I have the below code, but I just don't understand how to interpret the tree output data from the RandomForestClassifier, like how the gini was calculated, given the samples and how the totals in the 'value' lists can be higher than the initial samples of 3.
I am comparing this output to a DecisionTreeClassifier, which I can understand and interpret.
Any help is appreciated, thanks!
from sklearn.ensemble import RandomForestClassifier
from sklearn import tree
import numpy as np
from sklearn.externals.six import StringIO
import pydot
# Data
X = np.array([[0, 0],
[0, 1],
[1, 0],
[1, 1]])
Y = np.array([0, 1, 1, 0])
# Create object classifiers
clf = RandomForestClassifier()
clf_tree = tree.DecisionTreeClassifier()
# Fit data
clf_tree.fit(X,Y)
clf.fit(X, Y)
# Save data
dot_data = StringIO()
tree.export_graphviz(clf_tree, out_file = dot_data)
graph = pydot.graph_from_dot_data(dot_data.getvalue())
graph.write_pdf("orig_tree.pdf")
i_tree = 0
for tree_in_forest in clf.estimators_:
dot_data = StringIO()
tree.export_graphviz(tree_in_forest, out_file = dot_data)
graph = pydot.graph_from_dot_data(dot_data.getvalue())
f_name = 'tree_' + str(i_tree) + '.pdf'
graph.write_pdf(f_name)
i_tree += 1
The decision tree:
http://i.stack.imgur.com/XZ7vU.png
A tree from the RandomForestClassifier:
http://i.stack.imgur.com/Bb5t9.png
How the gini was calculated given the samples ?

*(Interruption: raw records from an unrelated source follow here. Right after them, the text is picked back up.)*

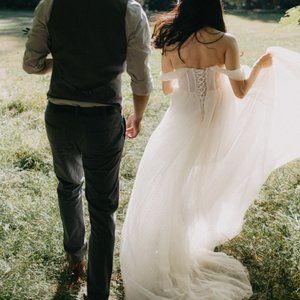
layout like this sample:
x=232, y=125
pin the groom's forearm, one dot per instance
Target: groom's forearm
x=140, y=103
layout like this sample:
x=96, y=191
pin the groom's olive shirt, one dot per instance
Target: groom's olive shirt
x=137, y=33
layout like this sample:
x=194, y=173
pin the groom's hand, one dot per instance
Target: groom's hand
x=133, y=127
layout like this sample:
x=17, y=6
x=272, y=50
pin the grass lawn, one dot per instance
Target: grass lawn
x=31, y=251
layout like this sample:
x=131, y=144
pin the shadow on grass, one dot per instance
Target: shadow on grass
x=69, y=288
x=259, y=15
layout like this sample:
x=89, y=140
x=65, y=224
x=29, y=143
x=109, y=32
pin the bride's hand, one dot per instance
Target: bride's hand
x=133, y=127
x=265, y=61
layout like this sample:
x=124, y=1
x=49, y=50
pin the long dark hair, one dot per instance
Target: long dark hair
x=186, y=19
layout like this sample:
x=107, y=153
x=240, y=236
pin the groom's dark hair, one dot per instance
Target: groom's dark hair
x=186, y=19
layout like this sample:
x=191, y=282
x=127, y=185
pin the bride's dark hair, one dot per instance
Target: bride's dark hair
x=186, y=19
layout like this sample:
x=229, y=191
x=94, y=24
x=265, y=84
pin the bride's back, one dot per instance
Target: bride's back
x=204, y=50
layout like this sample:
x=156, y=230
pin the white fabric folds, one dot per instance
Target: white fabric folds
x=202, y=168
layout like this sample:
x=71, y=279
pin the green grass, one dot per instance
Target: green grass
x=31, y=250
x=291, y=17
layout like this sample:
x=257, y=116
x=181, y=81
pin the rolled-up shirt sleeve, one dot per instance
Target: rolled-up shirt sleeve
x=138, y=49
x=37, y=45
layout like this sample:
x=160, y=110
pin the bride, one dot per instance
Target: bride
x=208, y=158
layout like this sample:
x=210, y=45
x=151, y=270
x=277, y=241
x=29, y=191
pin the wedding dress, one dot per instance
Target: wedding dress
x=203, y=166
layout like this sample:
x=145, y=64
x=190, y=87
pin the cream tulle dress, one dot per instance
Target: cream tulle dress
x=202, y=168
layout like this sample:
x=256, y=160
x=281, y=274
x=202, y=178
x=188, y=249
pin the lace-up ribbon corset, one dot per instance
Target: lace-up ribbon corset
x=201, y=81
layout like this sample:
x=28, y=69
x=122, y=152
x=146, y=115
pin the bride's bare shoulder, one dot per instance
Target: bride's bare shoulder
x=229, y=41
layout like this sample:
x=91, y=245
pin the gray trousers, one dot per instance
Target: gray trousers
x=87, y=143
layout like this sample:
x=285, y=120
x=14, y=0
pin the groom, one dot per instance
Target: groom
x=91, y=42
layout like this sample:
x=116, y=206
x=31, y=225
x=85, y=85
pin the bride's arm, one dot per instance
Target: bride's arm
x=232, y=62
x=166, y=67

The gini is computed exactly in the same way for random forest and the decision tree. The Gini values, or variance, correspond to the impurity of the node.
How the totals in the 'value' lists can be higher than the initial samples of 3?
In the case of classification, the value attribute corresponds to the number of samples reaching the leaves.
In the case of random forest, the samples are bootstraped thus in total there is on average 2 / 3 of the original samples, but the overall number of samples hasn't change.